A leading child mental health authority has today warned that technology is threatening child development by disrupting the crucial learning relationship between adults and children.
Peter Fonagy, professor of Contemporary Psychoanalysis and Developmental Science at UCL, who has published more than 500 scientific papers and 19 books, warns that the digital world is reducing the contact time between the generations – a development with potentially damaging consequences.
Fonagy, the chief executive of the Anna Freud National Centre for Children and Families – a mental health charity – has spent more than half a century studying child development.
“My impression is that young people have less face-to-face contact with older people than they once used to. The socialising agent for a young person is another young person, and that’s not what the brain is designed for.” Fonagy said.
“It is designed for a young person to be socialised and supported in their development by an older person. Families have fewer meals together as people spend more time with friends on the internet. The digital is not so much the problem – it’s what the digital pushes out.”

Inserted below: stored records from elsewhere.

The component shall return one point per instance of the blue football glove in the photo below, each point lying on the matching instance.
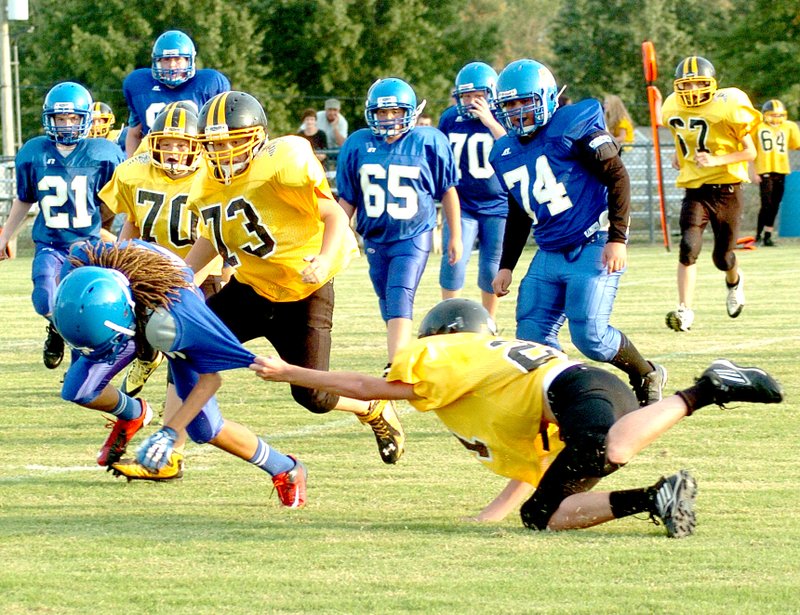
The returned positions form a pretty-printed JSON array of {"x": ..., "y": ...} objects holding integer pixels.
[{"x": 154, "y": 452}]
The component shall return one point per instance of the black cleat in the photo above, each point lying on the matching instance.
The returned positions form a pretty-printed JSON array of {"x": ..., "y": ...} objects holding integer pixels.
[
  {"x": 734, "y": 383},
  {"x": 674, "y": 504},
  {"x": 53, "y": 348}
]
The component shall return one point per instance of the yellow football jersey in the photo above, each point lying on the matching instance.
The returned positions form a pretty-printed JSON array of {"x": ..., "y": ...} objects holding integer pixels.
[
  {"x": 773, "y": 144},
  {"x": 267, "y": 220},
  {"x": 490, "y": 393},
  {"x": 154, "y": 202},
  {"x": 716, "y": 127}
]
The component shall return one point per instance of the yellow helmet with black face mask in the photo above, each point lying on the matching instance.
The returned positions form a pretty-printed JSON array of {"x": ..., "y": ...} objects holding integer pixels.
[{"x": 695, "y": 81}]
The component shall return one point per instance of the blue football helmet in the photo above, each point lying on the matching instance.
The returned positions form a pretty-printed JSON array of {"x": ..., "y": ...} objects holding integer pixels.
[
  {"x": 457, "y": 315},
  {"x": 93, "y": 311},
  {"x": 475, "y": 77},
  {"x": 173, "y": 44},
  {"x": 67, "y": 97},
  {"x": 389, "y": 94},
  {"x": 526, "y": 79}
]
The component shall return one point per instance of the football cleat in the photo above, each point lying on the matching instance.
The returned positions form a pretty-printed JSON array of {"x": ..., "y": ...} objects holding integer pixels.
[
  {"x": 53, "y": 348},
  {"x": 735, "y": 301},
  {"x": 122, "y": 432},
  {"x": 291, "y": 485},
  {"x": 133, "y": 470},
  {"x": 734, "y": 383},
  {"x": 138, "y": 374},
  {"x": 674, "y": 504},
  {"x": 382, "y": 418},
  {"x": 651, "y": 386},
  {"x": 680, "y": 319}
]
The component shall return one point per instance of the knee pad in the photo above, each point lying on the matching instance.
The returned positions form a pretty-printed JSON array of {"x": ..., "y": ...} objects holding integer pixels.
[
  {"x": 724, "y": 261},
  {"x": 314, "y": 400},
  {"x": 689, "y": 249},
  {"x": 42, "y": 301},
  {"x": 202, "y": 430}
]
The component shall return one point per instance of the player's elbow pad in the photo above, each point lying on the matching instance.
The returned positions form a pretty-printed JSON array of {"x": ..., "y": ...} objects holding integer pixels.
[{"x": 600, "y": 146}]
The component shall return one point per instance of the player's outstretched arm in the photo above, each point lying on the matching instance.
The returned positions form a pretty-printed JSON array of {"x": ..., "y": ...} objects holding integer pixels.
[
  {"x": 346, "y": 384},
  {"x": 507, "y": 501}
]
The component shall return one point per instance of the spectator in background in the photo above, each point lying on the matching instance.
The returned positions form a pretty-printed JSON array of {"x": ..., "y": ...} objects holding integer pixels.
[
  {"x": 774, "y": 137},
  {"x": 311, "y": 131},
  {"x": 618, "y": 121},
  {"x": 332, "y": 123},
  {"x": 172, "y": 77}
]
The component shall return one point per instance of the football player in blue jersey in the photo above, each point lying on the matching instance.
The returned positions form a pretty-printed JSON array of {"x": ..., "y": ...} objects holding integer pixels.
[
  {"x": 64, "y": 172},
  {"x": 391, "y": 175},
  {"x": 113, "y": 297},
  {"x": 565, "y": 178},
  {"x": 172, "y": 77},
  {"x": 472, "y": 129}
]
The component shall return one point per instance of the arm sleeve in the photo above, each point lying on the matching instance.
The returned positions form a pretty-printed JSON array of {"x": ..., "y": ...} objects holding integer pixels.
[
  {"x": 518, "y": 227},
  {"x": 604, "y": 162}
]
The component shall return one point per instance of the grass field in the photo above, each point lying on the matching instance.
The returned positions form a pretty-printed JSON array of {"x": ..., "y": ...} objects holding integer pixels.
[{"x": 381, "y": 539}]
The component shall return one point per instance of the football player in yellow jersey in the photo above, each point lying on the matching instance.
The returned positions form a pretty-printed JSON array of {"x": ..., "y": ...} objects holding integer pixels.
[
  {"x": 501, "y": 397},
  {"x": 151, "y": 189},
  {"x": 774, "y": 137},
  {"x": 266, "y": 207},
  {"x": 713, "y": 145}
]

Fonagy said that the looser connection between children and adults had been happening since the second world war, but the shift had become more pronounced in recent years.
“We tell them to get into a good university or their life is hardly worth living. We tell them, ‘it’s all up to you’. But we’re not giving them a choice.
“We’re not saying ‘let’s look at a number of career choices you could have or what would you enjoy’. It’s a difficult time for kids. We don’t appreciate it as much as we should. We should equip them better to be more resilient to the environment that they are under.”